拝宮村(近世)

江戸期~明治22年の村名。はじめ那西郡,寛文4年からは那賀郡のうち。徳島藩領。長安村の枝村で,その高は寛文4年の高辻帳,享保元年の高辻帳,天明7年の高辻帳,「天保郷帳」ともに長安村の村高に含まれる。なお「木沢村誌」の湯浅家の記事によれば,紀州熊野から移住し木頭【きとう】村(現木沢村)を開発した湯浅壱岐守兼行は同村周辺村と当村をも開発したと伝える。「旧高旧領」では村名が見え,村高65石余ですべて蔵入地。
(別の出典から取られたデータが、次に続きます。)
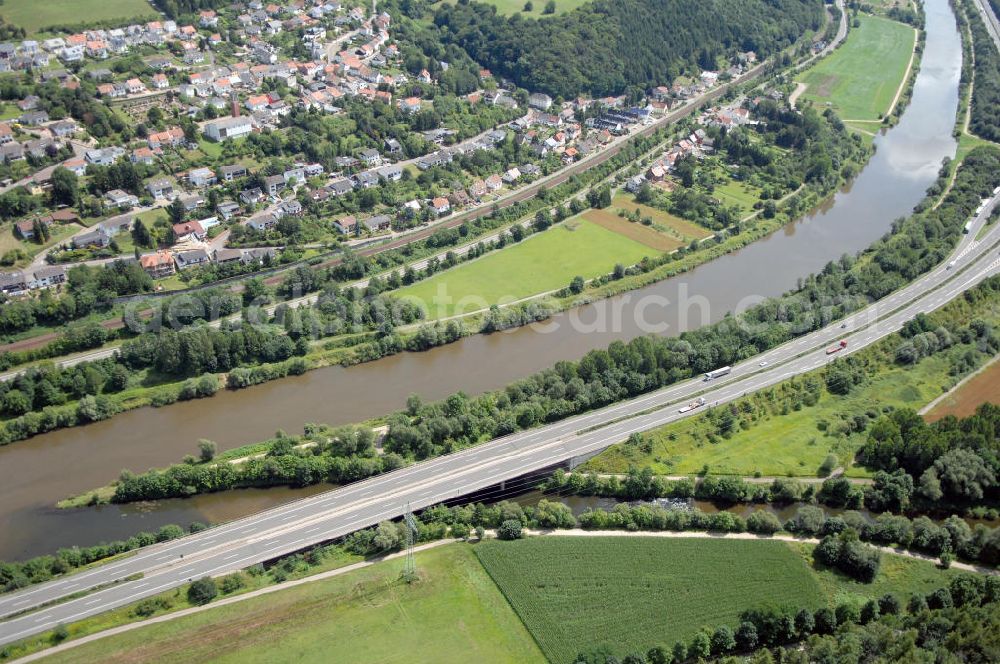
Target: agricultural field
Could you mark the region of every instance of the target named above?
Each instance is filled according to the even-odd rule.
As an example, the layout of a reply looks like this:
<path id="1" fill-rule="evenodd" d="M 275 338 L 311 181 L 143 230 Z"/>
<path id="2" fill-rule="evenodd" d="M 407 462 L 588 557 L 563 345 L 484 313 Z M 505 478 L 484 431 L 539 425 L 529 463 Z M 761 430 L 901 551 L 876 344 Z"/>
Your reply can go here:
<path id="1" fill-rule="evenodd" d="M 552 662 L 602 644 L 669 647 L 767 603 L 825 604 L 806 560 L 782 542 L 542 537 L 475 551 Z"/>
<path id="2" fill-rule="evenodd" d="M 59 25 L 155 19 L 157 13 L 145 0 L 6 0 L 0 5 L 0 16 L 34 34 Z"/>
<path id="3" fill-rule="evenodd" d="M 988 367 L 945 395 L 924 417 L 929 422 L 940 420 L 946 415 L 968 417 L 984 403 L 1000 405 L 1000 360 L 998 359 L 994 359 Z"/>
<path id="4" fill-rule="evenodd" d="M 545 658 L 468 545 L 220 606 L 68 650 L 47 662 L 521 662 Z"/>
<path id="5" fill-rule="evenodd" d="M 845 121 L 878 122 L 903 82 L 916 35 L 889 19 L 860 14 L 859 20 L 843 46 L 797 80 L 808 86 L 802 98 L 818 109 L 832 108 Z"/>
<path id="6" fill-rule="evenodd" d="M 952 349 L 908 367 L 883 359 L 877 373 L 849 394 L 821 389 L 815 405 L 799 403 L 796 408 L 791 395 L 804 389 L 803 381 L 823 383 L 822 373 L 814 371 L 778 386 L 770 398 L 765 392 L 741 400 L 738 410 L 746 404 L 760 415 L 751 417 L 747 428 L 735 425 L 728 438 L 719 435 L 714 413 L 706 412 L 646 433 L 644 446 L 615 445 L 584 469 L 625 472 L 630 466 L 649 466 L 658 474 L 694 474 L 707 467 L 713 475 L 815 477 L 827 455 L 834 454 L 847 467 L 847 475 L 864 477 L 868 472 L 850 463 L 865 434 L 838 433 L 840 423 L 887 408 L 921 408 L 954 384 L 952 359 L 961 352 L 964 349 Z M 791 385 L 799 387 L 793 390 Z"/>
<path id="7" fill-rule="evenodd" d="M 442 318 L 558 290 L 577 275 L 593 278 L 610 272 L 616 263 L 633 265 L 656 253 L 576 217 L 396 294 L 422 302 L 428 318 Z"/>

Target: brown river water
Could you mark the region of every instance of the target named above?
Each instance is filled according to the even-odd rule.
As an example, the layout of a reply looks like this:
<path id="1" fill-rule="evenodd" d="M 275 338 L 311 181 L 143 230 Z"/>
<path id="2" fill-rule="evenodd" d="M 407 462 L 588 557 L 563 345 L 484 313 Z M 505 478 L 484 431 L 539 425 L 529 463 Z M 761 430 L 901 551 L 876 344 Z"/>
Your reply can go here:
<path id="1" fill-rule="evenodd" d="M 218 523 L 323 490 L 229 492 L 156 504 L 57 510 L 60 498 L 177 462 L 208 438 L 225 450 L 303 423 L 341 424 L 382 415 L 419 393 L 425 400 L 501 387 L 557 360 L 615 339 L 677 334 L 870 245 L 924 196 L 945 156 L 958 104 L 961 43 L 946 0 L 928 0 L 927 45 L 913 99 L 855 180 L 822 208 L 738 252 L 684 275 L 555 316 L 538 326 L 476 335 L 424 353 L 331 367 L 211 399 L 144 408 L 0 448 L 0 559 L 127 537 L 166 523 Z"/>

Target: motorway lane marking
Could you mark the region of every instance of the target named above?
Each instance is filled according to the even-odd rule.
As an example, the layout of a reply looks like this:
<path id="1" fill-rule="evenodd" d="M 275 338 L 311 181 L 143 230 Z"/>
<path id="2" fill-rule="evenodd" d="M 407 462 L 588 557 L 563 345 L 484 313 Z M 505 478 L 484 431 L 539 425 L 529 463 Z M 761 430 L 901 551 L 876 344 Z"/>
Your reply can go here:
<path id="1" fill-rule="evenodd" d="M 92 599 L 89 602 L 84 602 L 83 605 L 84 606 L 93 606 L 94 604 L 97 604 L 98 602 L 103 602 L 103 601 L 104 601 L 104 598 L 98 597 L 97 599 Z"/>

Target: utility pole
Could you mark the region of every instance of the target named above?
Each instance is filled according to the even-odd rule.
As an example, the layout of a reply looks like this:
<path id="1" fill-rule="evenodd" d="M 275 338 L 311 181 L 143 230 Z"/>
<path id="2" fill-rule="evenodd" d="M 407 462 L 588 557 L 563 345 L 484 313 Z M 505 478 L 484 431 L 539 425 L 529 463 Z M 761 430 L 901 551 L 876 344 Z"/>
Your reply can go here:
<path id="1" fill-rule="evenodd" d="M 417 539 L 417 520 L 413 518 L 410 504 L 406 503 L 406 511 L 403 513 L 403 523 L 406 524 L 406 558 L 403 563 L 403 580 L 413 583 L 417 580 L 417 563 L 413 558 L 413 545 Z"/>

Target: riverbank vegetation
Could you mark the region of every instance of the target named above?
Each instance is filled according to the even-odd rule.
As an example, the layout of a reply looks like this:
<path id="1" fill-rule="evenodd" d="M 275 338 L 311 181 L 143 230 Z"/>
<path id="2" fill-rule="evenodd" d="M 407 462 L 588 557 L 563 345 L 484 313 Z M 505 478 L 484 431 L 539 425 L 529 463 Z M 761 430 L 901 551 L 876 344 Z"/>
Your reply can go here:
<path id="1" fill-rule="evenodd" d="M 827 472 L 868 476 L 854 454 L 881 414 L 921 408 L 1000 352 L 998 303 L 1000 281 L 991 280 L 843 360 L 645 432 L 584 468 L 815 477 L 833 455 Z"/>
<path id="2" fill-rule="evenodd" d="M 959 20 L 968 24 L 972 32 L 976 63 L 969 131 L 986 140 L 1000 142 L 1000 53 L 975 3 L 959 0 L 957 4 L 962 10 Z"/>

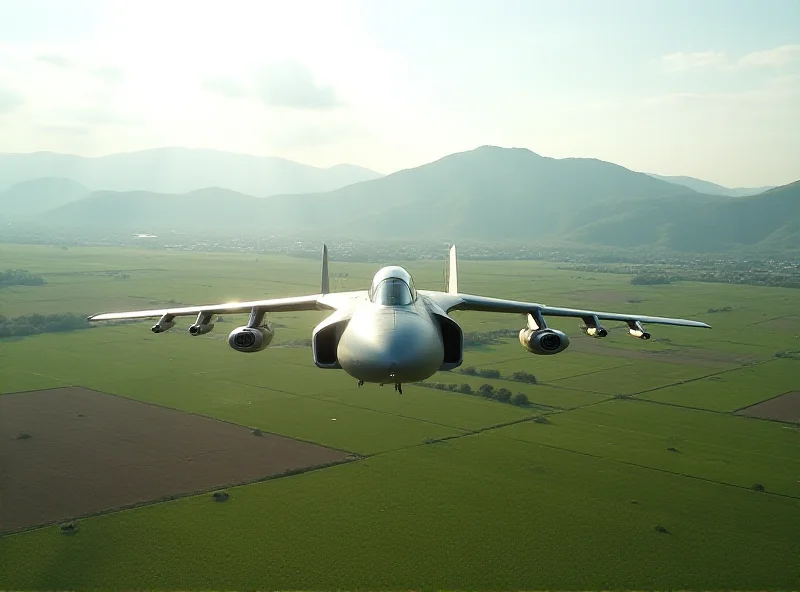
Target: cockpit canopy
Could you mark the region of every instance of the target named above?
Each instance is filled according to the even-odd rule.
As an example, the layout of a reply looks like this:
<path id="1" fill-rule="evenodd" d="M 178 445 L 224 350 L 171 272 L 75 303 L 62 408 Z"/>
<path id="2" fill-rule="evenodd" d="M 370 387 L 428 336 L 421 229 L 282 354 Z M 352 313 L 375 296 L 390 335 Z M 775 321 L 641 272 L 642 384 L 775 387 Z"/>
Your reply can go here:
<path id="1" fill-rule="evenodd" d="M 383 306 L 404 306 L 417 299 L 414 281 L 402 267 L 384 267 L 372 278 L 369 299 Z"/>

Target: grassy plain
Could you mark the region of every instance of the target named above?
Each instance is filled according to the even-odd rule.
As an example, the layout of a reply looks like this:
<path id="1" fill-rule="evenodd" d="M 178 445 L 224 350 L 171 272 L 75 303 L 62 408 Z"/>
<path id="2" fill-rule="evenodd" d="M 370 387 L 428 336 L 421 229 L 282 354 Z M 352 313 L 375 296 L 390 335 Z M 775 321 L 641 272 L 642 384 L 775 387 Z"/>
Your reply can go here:
<path id="1" fill-rule="evenodd" d="M 342 289 L 366 287 L 377 268 L 331 256 L 331 271 L 348 273 Z M 263 254 L 3 244 L 0 259 L 48 282 L 0 291 L 6 316 L 319 286 L 317 261 Z M 407 267 L 418 288 L 441 287 L 441 261 Z M 367 455 L 234 488 L 226 504 L 186 498 L 83 520 L 72 537 L 47 527 L 0 538 L 0 589 L 800 587 L 800 431 L 730 413 L 800 388 L 800 361 L 773 357 L 800 349 L 797 292 L 631 286 L 556 267 L 462 261 L 460 287 L 714 329 L 651 326 L 649 342 L 624 331 L 598 341 L 574 321 L 553 322 L 573 337 L 557 356 L 528 355 L 514 340 L 465 353 L 465 366 L 525 370 L 541 385 L 430 379 L 525 392 L 552 408 L 549 424 L 526 421 L 540 408 L 414 386 L 402 397 L 357 389 L 341 371 L 315 368 L 309 349 L 280 347 L 307 339 L 323 313 L 273 315 L 285 325 L 276 347 L 254 355 L 221 340 L 234 317 L 196 338 L 184 322 L 163 335 L 136 323 L 0 340 L 0 392 L 81 385 Z M 454 317 L 466 331 L 522 325 L 513 315 Z M 453 439 L 424 443 L 443 437 Z"/>

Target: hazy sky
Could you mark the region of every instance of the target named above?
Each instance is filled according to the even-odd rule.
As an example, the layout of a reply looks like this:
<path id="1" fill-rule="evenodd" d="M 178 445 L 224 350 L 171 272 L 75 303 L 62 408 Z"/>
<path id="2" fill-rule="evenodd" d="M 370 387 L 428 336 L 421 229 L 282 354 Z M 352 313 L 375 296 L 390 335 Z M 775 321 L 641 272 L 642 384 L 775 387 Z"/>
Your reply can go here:
<path id="1" fill-rule="evenodd" d="M 800 0 L 0 0 L 0 151 L 800 179 Z"/>

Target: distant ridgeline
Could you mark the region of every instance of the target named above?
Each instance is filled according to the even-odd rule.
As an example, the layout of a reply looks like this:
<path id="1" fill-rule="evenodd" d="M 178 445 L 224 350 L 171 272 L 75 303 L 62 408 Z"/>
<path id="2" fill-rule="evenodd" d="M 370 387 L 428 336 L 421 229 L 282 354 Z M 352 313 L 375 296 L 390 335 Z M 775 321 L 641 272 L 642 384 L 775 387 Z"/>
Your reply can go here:
<path id="1" fill-rule="evenodd" d="M 24 269 L 0 271 L 0 288 L 8 286 L 43 286 L 46 283 L 43 277 L 28 273 Z"/>
<path id="2" fill-rule="evenodd" d="M 0 226 L 0 240 L 31 233 L 155 234 L 162 238 L 135 240 L 168 236 L 170 244 L 183 245 L 190 235 L 239 240 L 280 233 L 398 243 L 534 240 L 559 249 L 681 254 L 800 252 L 800 181 L 756 195 L 749 194 L 763 187 L 673 181 L 591 158 L 497 146 L 386 176 L 213 151 L 96 159 L 0 154 L 0 223 L 9 223 Z M 190 232 L 171 234 L 173 221 L 192 210 L 214 215 L 197 217 Z"/>

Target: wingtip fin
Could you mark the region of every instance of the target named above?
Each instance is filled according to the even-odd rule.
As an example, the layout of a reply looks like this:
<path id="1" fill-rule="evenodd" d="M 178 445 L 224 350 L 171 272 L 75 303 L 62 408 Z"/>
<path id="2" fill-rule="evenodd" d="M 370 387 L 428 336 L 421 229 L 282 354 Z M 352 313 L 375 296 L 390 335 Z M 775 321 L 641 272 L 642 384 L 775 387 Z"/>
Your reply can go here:
<path id="1" fill-rule="evenodd" d="M 450 247 L 450 265 L 447 274 L 447 293 L 458 294 L 458 265 L 456 263 L 456 246 Z"/>
<path id="2" fill-rule="evenodd" d="M 331 280 L 328 275 L 328 245 L 322 243 L 322 286 L 320 292 L 328 294 L 331 291 Z"/>

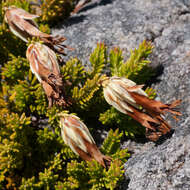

また文化10年の阿波国村々御高都帳でも65石余とある(民政資料)。同高は日真村を枝村として含むかと思われる。「阿波志」によると,徳谷・上徳谷・松本・出合・隠宅・藤白谷・湯元・研屋下・杉佐古・飯谷・五味・松尾・鍛冶屋・志夜須・横尾・何宅・新屋の17の里があり,日真村を除き,水陸田13町8反余,高58石,戸数57戸・人数223とある。なお同書の村里木頭村に「轟谷」の里名が見え,天正17年の検地帳でも同村中に「とどろ谷」が見えるが,拝宮谷川上流に位置する轟集落は現在当地に含まれる。幕末から明治初年の間に当村に属したと思われる。特産物は拝宮紙と拝宮干柿であった。阿波国で初めて紙が作られたのは天正13年頃とされるが,寛政6年竹内十兵衛が加茂谷で石灰を焼き製紙法を教えたといわれ,それ以後丹生谷各地に普及した。当村でも享和年間に始められ,江戸末期の酒井順蔵の「阿波国漫遊記」の中に「東尾・栗坂を下りて西は専ら紙を漉く」と見える。また拝宮干柿は高い糖度をもち,種がないことで著名で,江戸期から作られていたと考えられる(上那賀町誌)。鎮守は白人神社で,天正12年の棟札があり,祭神は邇々杵命。別殿に八幡神社と若宮神社を合祀して応神天皇・仁徳天皇を奉祀し,白人神社と総称されている。また境内には山の神・地神・疱瘡の神も祀られている。舞台では人形浄瑠璃や芝居が行われ,村人の信仰と娯楽の中心であった。拝宮人形座は,享保年間以前に阿波北方地帯から巡業にきたデコマワシの人形頭5個を買い求めたのが始まりといわれ,享和3年には豊竹熊太夫によって仮名手本忠臣蔵十段目の稽古を始めたという。そのほかに大歳神社(祭神大年命)・大山積神社(大山祇命)・松尾神社(大山咋命)・八幡神社(誉田別命)・轟神社(志那津比古命・志那津比売命・綿津見命)がある。なお轟神社には享和3年再建の棟札がある(上那賀町誌)。また地蔵庵や地蔵堂があり,庚申塔や地神塔もみうけられた。明治4年徳島県,同年名東【みようどう】県,同9年高知県を経て,同13年再び徳島県に所属。「那賀郡村誌」によれば,税地は田21町6反余・畑9畝余・宅地3町1反余・山野(旧反別)2反余,明治9年調の戸数73・人数324,牛56,産物は米・麦・粟・稗・大豆のほかに紙・茶・板などがあげられ,民業は全村あげて農業とある。明治22年宮浜村の大字となる。